Comparison of ketamine, esketamine and traditional treatment options 6 7 11 26 32 36 44
Parameter | Ketamine (IV) | Esketamine (Intranasal) | Standard Antidepressants (SSRIs/SNRIs) | Augmentation Strategies (e.g., Lithium, Atypical Antipsychotics) |
Onset of Antidepressant Effect | 40 mins to 2 hrs | 1-2 hrs | 4-8 weeks | Varies depending on combination, typically weeks |
Peak Efficacy Time | Within 24 hours, effect lasts 3-7 days | Within 24 hours, effect lasts 3-5 days | Weeks to months with continuous treatment | Weeks; may enhance efficacy in partial responders |
Response Rate in TRD | 70-80% within 24 hrs | 40-60% within 24 hrs | 40-50% after several weeks | Improves response in partial responders |
Remission Rate | 50-60% | 30-40% | 25-40% | Enhances remission rates when added to antidepressants |
Reduction in Suicidal Ideation | 50-60% reduction within hours | 30-40% reduction within hours | Minimal, usually delayed | Supportive effect when combined with antidepressants |
Discontinuation Due to Side Effects | ~5% for single low dose | 10-15% | 5-20% depending on drug tolerance | 15-25%, based on tolerability of adjunct medications |
Long-Term Efficacy | Limited data, efficacy decreases with time | Variable, some efficacy up to 6 months | High with consistent use | Effective when continued alongside antidepressant therapy |
Administration Frequency | 1x weekly or biweekly (maintenance) | Twice-weekly (induction), weekly maintenance | Daily | Dependent on therapy, often daily or as per need |
Bioavailability | 100% (IV route) | ~45% (intranasal route) | Varies (50-90% for SSRIs, 40-80% for SNRIs) | Dependent on individual drug and route of administration |
Neuroplasticity Effects | Strong activation of BDNF and mTOR pathways | Moderate neuroplasticity via AMPA | Delayed, usually requires weeks | Augments neuroplastic effects of primary antidepressant |
Ketamine and esketamine present promising alternatives for treating treatment-resistant depression (TRD) which affects a substantial number of individuals who do not respond to conventional antidepressants.

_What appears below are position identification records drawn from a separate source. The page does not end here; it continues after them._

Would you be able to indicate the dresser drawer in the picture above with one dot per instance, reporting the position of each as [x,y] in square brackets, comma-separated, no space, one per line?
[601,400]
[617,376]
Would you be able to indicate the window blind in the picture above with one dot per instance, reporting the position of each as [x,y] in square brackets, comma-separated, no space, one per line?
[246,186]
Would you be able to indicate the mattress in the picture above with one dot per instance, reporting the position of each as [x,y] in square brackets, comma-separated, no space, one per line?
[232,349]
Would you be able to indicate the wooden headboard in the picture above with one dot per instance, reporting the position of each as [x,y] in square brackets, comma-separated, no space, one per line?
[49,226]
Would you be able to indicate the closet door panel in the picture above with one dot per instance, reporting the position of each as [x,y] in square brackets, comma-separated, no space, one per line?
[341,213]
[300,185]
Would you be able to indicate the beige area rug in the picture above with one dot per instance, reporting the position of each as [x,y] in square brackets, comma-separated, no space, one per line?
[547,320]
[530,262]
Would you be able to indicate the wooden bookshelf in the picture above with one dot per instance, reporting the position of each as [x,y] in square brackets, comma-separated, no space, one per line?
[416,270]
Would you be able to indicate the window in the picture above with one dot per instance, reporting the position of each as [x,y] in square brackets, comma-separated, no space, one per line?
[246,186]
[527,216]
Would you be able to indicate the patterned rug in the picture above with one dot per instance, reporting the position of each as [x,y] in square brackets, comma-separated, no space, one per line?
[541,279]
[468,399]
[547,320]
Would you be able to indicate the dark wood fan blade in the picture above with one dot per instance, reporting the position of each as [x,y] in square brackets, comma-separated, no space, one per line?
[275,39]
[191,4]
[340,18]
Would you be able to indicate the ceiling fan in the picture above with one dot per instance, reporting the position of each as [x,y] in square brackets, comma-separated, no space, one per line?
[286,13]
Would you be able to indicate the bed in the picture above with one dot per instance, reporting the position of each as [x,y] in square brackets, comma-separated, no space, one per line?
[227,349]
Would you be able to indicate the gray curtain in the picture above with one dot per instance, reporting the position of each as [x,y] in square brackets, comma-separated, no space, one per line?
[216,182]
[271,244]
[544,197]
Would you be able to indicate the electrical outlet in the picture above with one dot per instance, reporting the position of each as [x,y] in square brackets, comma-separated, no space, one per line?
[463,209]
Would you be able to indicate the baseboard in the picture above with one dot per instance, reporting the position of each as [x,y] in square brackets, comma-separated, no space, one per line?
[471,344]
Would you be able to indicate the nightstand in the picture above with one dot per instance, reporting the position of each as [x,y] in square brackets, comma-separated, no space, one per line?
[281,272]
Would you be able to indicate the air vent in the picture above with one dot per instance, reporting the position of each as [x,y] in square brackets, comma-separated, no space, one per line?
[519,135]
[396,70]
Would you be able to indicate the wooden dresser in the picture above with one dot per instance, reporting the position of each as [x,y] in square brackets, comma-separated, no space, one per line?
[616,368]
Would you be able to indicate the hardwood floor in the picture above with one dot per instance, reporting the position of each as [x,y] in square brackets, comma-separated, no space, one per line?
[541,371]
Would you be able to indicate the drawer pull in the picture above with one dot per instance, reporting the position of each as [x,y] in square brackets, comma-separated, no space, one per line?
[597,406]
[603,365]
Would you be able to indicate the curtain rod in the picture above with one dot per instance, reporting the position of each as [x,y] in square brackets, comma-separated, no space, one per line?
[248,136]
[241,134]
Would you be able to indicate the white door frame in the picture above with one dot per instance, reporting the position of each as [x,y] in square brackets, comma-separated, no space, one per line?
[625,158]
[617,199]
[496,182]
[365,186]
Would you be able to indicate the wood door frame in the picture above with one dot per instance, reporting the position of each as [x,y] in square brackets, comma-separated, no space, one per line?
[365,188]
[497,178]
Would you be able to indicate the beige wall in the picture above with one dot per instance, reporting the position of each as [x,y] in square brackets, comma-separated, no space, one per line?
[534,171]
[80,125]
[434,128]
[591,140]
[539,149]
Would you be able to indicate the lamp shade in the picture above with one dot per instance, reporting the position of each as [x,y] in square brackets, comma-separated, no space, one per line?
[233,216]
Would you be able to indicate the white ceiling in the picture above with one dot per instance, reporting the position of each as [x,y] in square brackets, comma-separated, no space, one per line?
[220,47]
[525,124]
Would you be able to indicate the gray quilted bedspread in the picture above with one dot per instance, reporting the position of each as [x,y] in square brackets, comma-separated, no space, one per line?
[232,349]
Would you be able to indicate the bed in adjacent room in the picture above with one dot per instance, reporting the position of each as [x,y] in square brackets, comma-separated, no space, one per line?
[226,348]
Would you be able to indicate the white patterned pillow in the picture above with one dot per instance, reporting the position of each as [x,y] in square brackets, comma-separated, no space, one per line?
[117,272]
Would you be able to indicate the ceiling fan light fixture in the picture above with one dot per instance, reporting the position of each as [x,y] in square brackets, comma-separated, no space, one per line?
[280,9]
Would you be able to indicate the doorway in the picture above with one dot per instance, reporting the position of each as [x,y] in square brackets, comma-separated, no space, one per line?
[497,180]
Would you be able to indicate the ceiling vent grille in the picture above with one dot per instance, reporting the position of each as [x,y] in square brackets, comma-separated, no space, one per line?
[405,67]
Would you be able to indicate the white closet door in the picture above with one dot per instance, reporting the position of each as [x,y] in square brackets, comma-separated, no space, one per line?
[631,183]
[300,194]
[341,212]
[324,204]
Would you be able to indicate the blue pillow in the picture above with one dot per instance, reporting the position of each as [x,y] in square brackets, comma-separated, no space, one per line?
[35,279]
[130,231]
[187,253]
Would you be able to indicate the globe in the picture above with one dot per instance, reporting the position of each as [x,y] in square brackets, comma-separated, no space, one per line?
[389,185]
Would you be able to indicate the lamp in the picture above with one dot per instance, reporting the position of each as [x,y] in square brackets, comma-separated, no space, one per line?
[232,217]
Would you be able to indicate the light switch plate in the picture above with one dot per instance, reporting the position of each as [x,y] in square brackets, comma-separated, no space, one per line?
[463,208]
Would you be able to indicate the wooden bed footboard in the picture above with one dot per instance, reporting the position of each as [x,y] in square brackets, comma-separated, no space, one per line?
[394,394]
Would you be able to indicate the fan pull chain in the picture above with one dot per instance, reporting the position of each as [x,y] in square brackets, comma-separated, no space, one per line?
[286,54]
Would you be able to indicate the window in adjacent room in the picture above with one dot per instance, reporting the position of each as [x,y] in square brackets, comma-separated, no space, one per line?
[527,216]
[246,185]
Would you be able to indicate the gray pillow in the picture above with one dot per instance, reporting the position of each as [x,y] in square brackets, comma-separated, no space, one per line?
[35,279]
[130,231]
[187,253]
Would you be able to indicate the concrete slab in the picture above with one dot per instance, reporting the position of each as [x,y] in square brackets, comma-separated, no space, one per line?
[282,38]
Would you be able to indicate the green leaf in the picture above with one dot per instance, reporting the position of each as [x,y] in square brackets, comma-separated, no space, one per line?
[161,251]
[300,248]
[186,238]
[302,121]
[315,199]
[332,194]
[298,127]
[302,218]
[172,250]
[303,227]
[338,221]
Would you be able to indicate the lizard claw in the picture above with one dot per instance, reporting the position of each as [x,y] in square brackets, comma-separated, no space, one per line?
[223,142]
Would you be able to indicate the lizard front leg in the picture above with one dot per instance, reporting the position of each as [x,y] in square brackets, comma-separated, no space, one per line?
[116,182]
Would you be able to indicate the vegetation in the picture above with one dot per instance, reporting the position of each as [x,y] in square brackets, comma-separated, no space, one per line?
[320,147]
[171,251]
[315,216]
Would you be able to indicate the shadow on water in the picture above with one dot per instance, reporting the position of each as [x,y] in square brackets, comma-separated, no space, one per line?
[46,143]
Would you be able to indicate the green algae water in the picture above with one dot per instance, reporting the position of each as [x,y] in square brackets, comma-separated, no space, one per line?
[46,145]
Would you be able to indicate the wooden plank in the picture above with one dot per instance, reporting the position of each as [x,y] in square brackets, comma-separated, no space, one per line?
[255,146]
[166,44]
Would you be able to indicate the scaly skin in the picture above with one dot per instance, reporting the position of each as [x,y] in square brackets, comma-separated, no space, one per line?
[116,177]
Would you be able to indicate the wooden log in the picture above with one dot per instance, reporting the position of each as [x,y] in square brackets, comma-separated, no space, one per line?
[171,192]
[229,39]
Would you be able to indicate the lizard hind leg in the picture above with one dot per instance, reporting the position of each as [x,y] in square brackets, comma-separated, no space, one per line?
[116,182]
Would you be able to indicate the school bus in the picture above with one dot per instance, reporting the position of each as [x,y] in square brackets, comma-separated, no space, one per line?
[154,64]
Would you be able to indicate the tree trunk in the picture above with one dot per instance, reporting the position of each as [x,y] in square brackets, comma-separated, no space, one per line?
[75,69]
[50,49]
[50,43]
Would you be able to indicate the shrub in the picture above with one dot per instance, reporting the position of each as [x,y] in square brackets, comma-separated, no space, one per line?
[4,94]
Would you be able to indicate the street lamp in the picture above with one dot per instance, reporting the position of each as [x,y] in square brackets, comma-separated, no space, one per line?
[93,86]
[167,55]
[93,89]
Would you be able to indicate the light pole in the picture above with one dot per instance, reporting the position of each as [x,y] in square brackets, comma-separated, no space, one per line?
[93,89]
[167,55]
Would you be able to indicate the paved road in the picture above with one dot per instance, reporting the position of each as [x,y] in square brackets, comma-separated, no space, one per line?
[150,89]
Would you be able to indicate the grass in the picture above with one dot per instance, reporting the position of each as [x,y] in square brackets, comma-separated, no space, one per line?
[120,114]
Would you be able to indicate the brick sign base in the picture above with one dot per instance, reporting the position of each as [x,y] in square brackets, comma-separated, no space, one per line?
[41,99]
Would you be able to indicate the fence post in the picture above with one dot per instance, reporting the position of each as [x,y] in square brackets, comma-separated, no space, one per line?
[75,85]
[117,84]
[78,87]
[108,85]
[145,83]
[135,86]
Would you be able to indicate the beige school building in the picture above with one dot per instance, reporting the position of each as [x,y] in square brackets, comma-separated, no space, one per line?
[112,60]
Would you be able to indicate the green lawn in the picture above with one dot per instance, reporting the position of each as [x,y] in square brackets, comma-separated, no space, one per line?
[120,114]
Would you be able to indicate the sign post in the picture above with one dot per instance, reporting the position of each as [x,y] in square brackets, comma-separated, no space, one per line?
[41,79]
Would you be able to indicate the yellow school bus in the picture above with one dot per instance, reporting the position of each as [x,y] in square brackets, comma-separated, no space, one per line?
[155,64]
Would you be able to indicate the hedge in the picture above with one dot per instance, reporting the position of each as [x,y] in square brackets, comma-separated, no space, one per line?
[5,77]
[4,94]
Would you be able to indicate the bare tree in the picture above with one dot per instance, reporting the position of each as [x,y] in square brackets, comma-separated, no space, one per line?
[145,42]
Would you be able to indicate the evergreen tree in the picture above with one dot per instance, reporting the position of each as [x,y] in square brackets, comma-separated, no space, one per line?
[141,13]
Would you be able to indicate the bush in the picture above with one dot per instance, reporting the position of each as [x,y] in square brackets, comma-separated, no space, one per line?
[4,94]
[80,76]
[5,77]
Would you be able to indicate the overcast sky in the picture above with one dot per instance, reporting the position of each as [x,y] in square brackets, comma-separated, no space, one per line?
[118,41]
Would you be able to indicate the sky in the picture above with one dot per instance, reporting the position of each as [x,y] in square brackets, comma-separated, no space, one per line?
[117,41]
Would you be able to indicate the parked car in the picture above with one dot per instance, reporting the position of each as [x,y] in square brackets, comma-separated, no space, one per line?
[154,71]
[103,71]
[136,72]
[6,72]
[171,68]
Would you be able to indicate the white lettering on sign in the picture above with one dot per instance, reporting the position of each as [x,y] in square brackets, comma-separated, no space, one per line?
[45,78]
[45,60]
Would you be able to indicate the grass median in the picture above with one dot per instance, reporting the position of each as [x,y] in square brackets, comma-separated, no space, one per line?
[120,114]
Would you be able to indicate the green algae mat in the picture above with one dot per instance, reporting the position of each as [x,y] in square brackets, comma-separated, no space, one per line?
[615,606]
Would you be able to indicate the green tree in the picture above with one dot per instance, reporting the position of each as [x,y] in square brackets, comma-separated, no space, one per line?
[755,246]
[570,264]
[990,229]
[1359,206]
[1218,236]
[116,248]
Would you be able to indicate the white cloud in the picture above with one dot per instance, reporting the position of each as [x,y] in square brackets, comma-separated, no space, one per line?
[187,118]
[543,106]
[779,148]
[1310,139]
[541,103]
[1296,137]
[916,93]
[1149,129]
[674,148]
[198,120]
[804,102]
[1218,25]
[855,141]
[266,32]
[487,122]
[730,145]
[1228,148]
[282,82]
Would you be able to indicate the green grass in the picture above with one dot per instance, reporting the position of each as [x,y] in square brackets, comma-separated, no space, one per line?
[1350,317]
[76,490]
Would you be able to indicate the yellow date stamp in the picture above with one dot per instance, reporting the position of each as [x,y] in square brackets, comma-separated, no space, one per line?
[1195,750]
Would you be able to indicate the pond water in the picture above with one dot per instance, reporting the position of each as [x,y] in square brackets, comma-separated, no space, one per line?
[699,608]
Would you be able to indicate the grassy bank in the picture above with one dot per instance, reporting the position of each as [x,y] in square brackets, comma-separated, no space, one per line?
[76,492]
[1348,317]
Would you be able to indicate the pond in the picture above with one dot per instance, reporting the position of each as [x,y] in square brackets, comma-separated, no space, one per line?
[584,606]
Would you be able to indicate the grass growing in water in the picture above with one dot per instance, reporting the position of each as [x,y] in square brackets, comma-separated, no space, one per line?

The rapid response to treatment is especially beneficial for patients in crisis, including those with acute suicidal ideation. The primary administration methods—intravenous (IV) ketamine and intranasal esketamine—expand options for TRD treatment, providing flexibility for patients and clinicians. However, more data is needed and continued research is necessary to assess the long-term safety and efficacy of ketamine-based therapies. Overall, ketamine and esketamine represent significant advancements in the treatment of TRD, providing a faster-acting alternative to traditional antidepressants and offering hope for patients unresponsive to existing therapies.